Live-In Lover Live-In Lover by Lyn Stone
(Silh. Int. Moments, #1055, $4.50, PG-13) ISBN 0-373-27125-5
***
The live-In lover is Damien Perry, an FBI agent nearing burnout. Injured, he shares a hospital room with fellow FBI agent Ford Jensen. Ford and Damien were introduced in Beauty and the Badge, in which Damien was arguably the bad guy. While in the hospital he meets Ford’s sister, Molly, and spends less than a half an hour in her company. .

Molly Jensen had testified against her former husband when he assaulted her. Now her ex has been released from his two-year prison term and has started stalking her. Since her brother, Ford, is out of the country, she appeals to Damien for help, believing him to be a close friend of Ford’s.

Damien receives this letter requesting help while on vacation on a rented boat. He remembers her with a twinge of lust, and heads to Nashville immediately to protect her and her infant daugher, Sydney. Stone portrays Damien as so pathetically lonely that he reaches out to an almost total stranger just to have an opportunity to “belong.”

When he arrives in Nashville he finds that the stalker is the son of a very wealthy family and that all of the police reports Molly has filed are being viewed with a great deal of skepticism. Now, the stalker has progressed from merely stalking to creating life-threatening incidents, and Damien quickly realizes that Molly has good reason to be fearful. .

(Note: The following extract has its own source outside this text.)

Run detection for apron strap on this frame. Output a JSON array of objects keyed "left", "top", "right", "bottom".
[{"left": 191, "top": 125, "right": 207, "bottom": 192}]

To better protect her, he of course moves in, thereby exacerbating an already volatile situation. Predictably, the threats and attacks begin to mount…and as their defense begins to shift to the offense, their mutual attraction begins to accelerate.

To Stone’s credit, she has created interesting characters. However, the pall of angst suffered by Damien because he was orphaned and had no one to teach him how to love gets a bit gloomy.

Damien was reared by a wealthy relative of his parents in England and eventually inherited a great deal of money. Molly perceives this class distinction as an insurmountable barrier, and realizing they have nothing in common, and that he has no interest in a long-term relationship, forces herself to withdraw emotionally from their relationship. The romance proceeds along these lines, first leaping forward, then back.

Live-in-Lover contains a serious analysis of stalkers. Although it is a reach to call these people sane or predictable, still the author seems to hit the traits that most of them have in common. The effect the escalating threats have upon the victim is handled well in this book.

The author evokes a great deal of empathy for a stalked victim, and the actions of the stalker seem to be very realistic. However, to achieve so much in a short novel, the author relies on contrivances. And set in the middle of all of this is the angst of a wealthy good looking single man who has so much going for him that it is hard to be sympathetic.

However, the sweltering romance and concern for the characters may override these difficulties for some readers.